Aslında ticaretle uğraşan kişinin sürekli kâr sağlamak için çalışması da normal bir davranış olarak görülmelidir. Ancak çok kazanmayı tek hedef hâline getirmek ve kârına kâr katabilmek için haksız kazanç yollarına başvurmak topluma zarar vereceği için normal bir insanî tavır olarak görülemez. Zira karaborsadan para kazanmayı amaçlayan insanlar, toplumda hile ve nefretin yaygınlaşmasına yol açarlar. Hâlbuki toplumun dirliği ve düzeni bireylerin karşılıklı ilişkilerindeki sıcaklığa ve dürüstlüğe bağlıdır. Toplumun en temel ihtiyaçlarını piyasaya sunarken sadece kendi çıkarı açısından en uygun zaman ve fiyatı kollayan, insanların zorunluluklarını istismar ederek fazla kazanmayı amaçlayan kimselerin topluma hiçbir faydasının olmayacağı açıktır. İnsanları bu tür ahlâk dışı davranışlara sevk eden en temel faktör, onlardaki durmak ve doymak bilmeyen, ölçü ve sınır tanımayan kazanma hırsıdır. Bu hırs dizginlenmediği müddetçe kişinin ahlâkî zafiyetlerin pençesinden kurtulması ve her işinde olduğu gibi ticaret yaparken de karaborsacılık gibi gayri meşru yollardan uzak kalması mümkün değildir.

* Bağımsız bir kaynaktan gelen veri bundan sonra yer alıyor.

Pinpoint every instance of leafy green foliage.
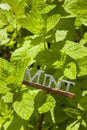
[0,0,87,130]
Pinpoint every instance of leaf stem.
[38,113,44,130]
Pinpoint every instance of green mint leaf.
[78,57,87,76]
[46,14,61,32]
[2,92,13,103]
[55,30,68,42]
[19,12,44,34]
[40,5,56,14]
[64,62,77,79]
[13,90,38,120]
[38,94,56,114]
[62,41,87,60]
[66,120,80,130]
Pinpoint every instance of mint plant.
[0,0,87,130]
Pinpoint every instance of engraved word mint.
[24,67,75,93]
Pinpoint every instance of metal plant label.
[23,67,75,98]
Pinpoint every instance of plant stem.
[38,113,44,130]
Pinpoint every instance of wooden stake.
[23,80,75,98]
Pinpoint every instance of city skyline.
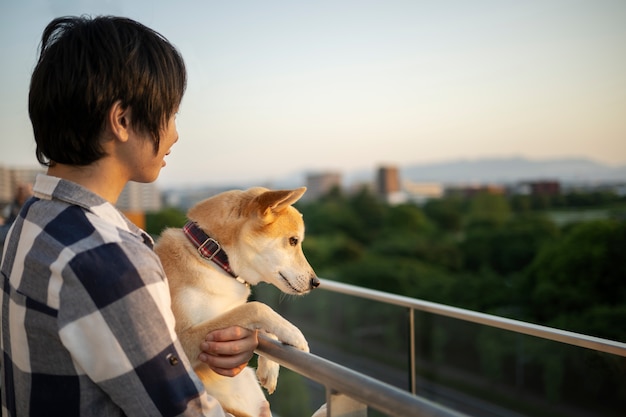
[0,0,626,186]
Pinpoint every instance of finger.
[209,363,246,377]
[205,326,256,342]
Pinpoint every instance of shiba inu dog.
[155,187,320,417]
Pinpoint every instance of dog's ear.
[254,187,306,216]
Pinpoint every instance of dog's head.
[187,187,319,294]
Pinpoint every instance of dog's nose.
[311,277,320,288]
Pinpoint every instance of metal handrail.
[257,334,466,417]
[318,279,626,357]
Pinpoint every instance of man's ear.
[107,100,131,142]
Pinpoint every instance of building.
[0,166,45,207]
[376,166,406,204]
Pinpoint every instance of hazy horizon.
[0,0,626,186]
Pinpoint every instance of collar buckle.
[198,237,222,261]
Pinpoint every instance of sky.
[0,0,626,186]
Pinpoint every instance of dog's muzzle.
[311,277,320,288]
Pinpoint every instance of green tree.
[521,220,626,340]
[146,207,187,236]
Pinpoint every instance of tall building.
[376,166,406,204]
[116,181,163,212]
[0,166,45,207]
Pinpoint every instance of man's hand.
[198,326,259,376]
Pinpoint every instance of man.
[0,17,269,416]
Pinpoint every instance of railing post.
[409,307,417,395]
[326,389,367,417]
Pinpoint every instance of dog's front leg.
[256,333,280,394]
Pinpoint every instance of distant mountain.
[401,157,626,183]
[338,157,626,184]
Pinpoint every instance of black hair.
[28,16,187,166]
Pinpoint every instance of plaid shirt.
[0,175,224,417]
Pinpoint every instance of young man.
[0,17,269,416]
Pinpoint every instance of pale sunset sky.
[0,0,626,186]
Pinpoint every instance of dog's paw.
[256,356,280,394]
[311,403,328,417]
[276,323,309,352]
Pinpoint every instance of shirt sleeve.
[58,237,224,417]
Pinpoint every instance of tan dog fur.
[155,187,319,417]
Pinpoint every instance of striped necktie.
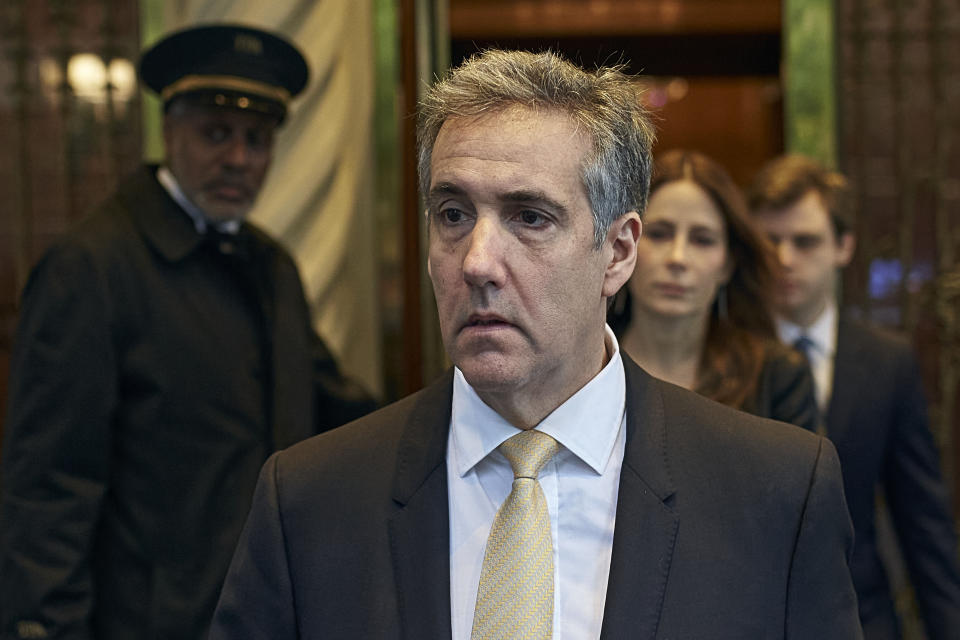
[470,430,560,640]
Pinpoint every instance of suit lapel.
[826,319,870,439]
[600,354,679,640]
[389,372,453,638]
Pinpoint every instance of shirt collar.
[776,300,837,356]
[450,326,626,476]
[157,167,240,234]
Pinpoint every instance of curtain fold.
[164,0,382,395]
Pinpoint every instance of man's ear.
[603,211,643,298]
[836,231,857,268]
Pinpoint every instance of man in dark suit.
[750,156,960,640]
[0,25,372,640]
[211,51,860,640]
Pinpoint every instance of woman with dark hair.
[609,151,819,431]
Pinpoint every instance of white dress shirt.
[447,327,626,640]
[777,302,838,412]
[157,167,240,234]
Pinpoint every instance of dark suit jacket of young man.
[0,167,372,640]
[826,319,960,640]
[210,356,860,640]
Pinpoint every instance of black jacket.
[210,356,861,640]
[826,319,960,640]
[0,168,371,639]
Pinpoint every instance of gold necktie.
[470,430,560,640]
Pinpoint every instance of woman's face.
[630,180,732,317]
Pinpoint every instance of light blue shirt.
[777,302,838,413]
[447,327,626,640]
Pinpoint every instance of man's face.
[427,107,640,426]
[756,191,854,326]
[629,180,733,321]
[163,104,276,220]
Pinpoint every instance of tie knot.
[793,334,814,358]
[499,429,560,480]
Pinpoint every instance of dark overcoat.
[0,167,371,640]
[826,319,960,640]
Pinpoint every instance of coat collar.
[118,165,203,262]
[389,355,679,638]
[388,370,453,638]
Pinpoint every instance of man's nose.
[463,217,505,287]
[776,242,795,267]
[223,136,250,169]
[670,233,687,266]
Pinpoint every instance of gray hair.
[417,49,655,248]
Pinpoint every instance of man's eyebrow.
[499,189,569,216]
[427,182,569,216]
[426,182,467,209]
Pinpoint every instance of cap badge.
[233,33,263,56]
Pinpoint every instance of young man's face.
[163,104,277,220]
[428,107,640,426]
[754,191,854,326]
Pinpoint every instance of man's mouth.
[463,313,513,331]
[207,182,250,202]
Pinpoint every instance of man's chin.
[455,353,522,393]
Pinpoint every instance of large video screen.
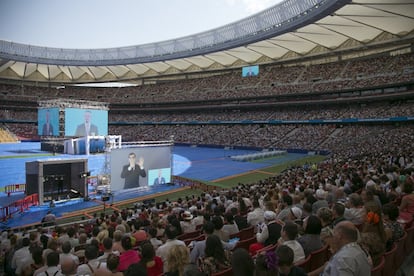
[65,108,108,136]
[242,65,259,77]
[37,108,59,136]
[111,146,172,191]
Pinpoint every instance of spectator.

Medine"de yeni bir toplum ve ticaret piyasası inşa eden Allah Elçisi, karaborsacılığa karşı çok kararlı bir tutum sergilemiş, bu konuda tüccarları uyarmış, piyasanın dengelerini bozan her türlü usulsüzlük ve yolsuzluğa karşı kontrolü elden bırakmamıştır. Karaborsacılığı engellemek için çeşitli tedbirler de almıştır. Resûlullah"ın atadığı bazı kimseler bir anlamda zabıta görevi görerek piyasanın dengelerini bozan ticarî faaliyetleri engellemeye çalışmışlardır. Bu bağlamda başka şehirlerden gelen kervanların ya da köyünde ürettiği malı şehirde pazarlamaya gelen köylünün, tüccarlar tarafından yolda karşılanmak suretiyle getirdikleri malların toptan ucuza kapatılması ve piyasa darlığı yaratılarak daha sonra yüksek fiyatlarla piyasaya sürülmesinin Peygamber Efendimiz tarafından yasaklandığı görülmektedir. Teslim alınmayan malın satışa sunulmasının yasaklanması da bu konuda alınan bir diğer önlemdir. Resûl-i Ekrem"in yolundan giden dört halife de aynı şekilde karaborsacılığa karşı çeşitli önlemler alarak piyasaları zararlı etkenlerden korumuşlardır. Hz. Ömer"in, “Bizim pazarlarımızda asla karaborsacılık yapılamaz. Ellerinde fazla mal bulunan birtakım insanlar, sermayelerini bizim bölgemizde Allah katından inmiş olan bir rızka yatırıp sonra da onu bizden saklayarak karaborsacılık yapmaya yeltenmesinler. Ancak kim, yaz kış demeden zahmetlere katlanarak mal getirmiş ise o, Ömer"in misafiridir. Allah"ın istediği şekilde malını satsın, istediği şekilde de saklasın.”6 sözünden onun karaborsacılığa karşı tüccarları uyardığı anlaşılmaktadır.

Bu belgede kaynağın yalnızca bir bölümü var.